If you have no objections with this process @Catnee , I will begin testing your solution against 5 Sudoku puzzles.

predicted YES

@Mira Part of my solution requires some initial dialog, i didn't had much time to document it, since i can't just copypaste it as a part of a prompt. Maybe i should clarify its implementation with more details, but that would technically be outside of time bounds

predicted NO

@Catnee @Mira Am I still waiting or has this been settled?

predicted YES

@jack I don't know, Mira hasn't confirmed anything to me yet

predicted NO

@jack You're still waiting, but it's likely going to resolve NO. I'm taking the opportunity to write a script to do the judging.

predicted NO

@Catnee @jack Resolves NO. I tested against 5 puzzles from the LA Times easy Sudokus. LA Times was chosen over NY times because they have an archive of past puzzles, and I'll be changing the presumptive source to them. Every "first thing that looks like a solved Sudoku" had at least two duplicates in some square when I looked.

Each transcript has the complete conversation history - the first couple it generated the Sudoku in one turn, but April 28 took 3 turns, and April 27 took 4 turns. But earlier in development, slight variations of your prompt would make it run for 10 or even 20 turns, which is why I decided to write a script.

It cost me $43 in API calls total: $35 while developing the script, and $8 to run it for these transcripts. GPT-4 wrote about half the code for working with Sudokus, including your row/column/box representation, even though it can't solve Sudokus itself.

Transcripts:

Catnee Sudoku - LA Times 2023-04-27 - Pastebin.com

Catnee Sudoku - LA Times 2023-04-28 - Pastebin.com

Catnee Sudoku - LA Times 2023-04-29 - Pastebin.com

Catnee Sudoku - LA Times 2023-04-30 - Pastebin.com

Catnee Sudoku - LA Times 2023-05-01 - Pastebin.com

You did not specify how the conversation continues after that initial prompt, so I used the word "continue", kept the last Assistant response in context, and dropped anything the original prompt and the last two responses.

I'll write a post on the main market soon with instructions on how you can reproduce these transcripts if you want to spend $8 on API calls.

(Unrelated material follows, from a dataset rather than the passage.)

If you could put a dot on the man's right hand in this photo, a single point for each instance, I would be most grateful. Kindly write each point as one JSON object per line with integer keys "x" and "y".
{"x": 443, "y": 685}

Ok wait. Is self-looping allowed? Meaning that the model attaches the next question for itself to the initial answer, and that question is mirrored back to the model.

predicted YES

@Swordfish42 I'm not sure I understand what that means, but GPT4 should be able to solve freshly generated puzzles., it can't generate its own puzzles.

You can ask for clarifications in Mira's market https://manifold.markets/Mira/will-a-prompt-that-enables-gpt4-to and I'll follow the same rules.

predicted YES

What if someone finds one that works for the old ChatGPT based on GPT-3.5 ?

predicted YES

@Swordfish42 That doesn't count unless they find one that works for GPT4 - same as Mira said on the other market. It would also be very surprising if that were the case.

Why did you put 1 Jan 2024 as market close date?!?

@R2D2 Because I duplicated Mira's market. Fixed.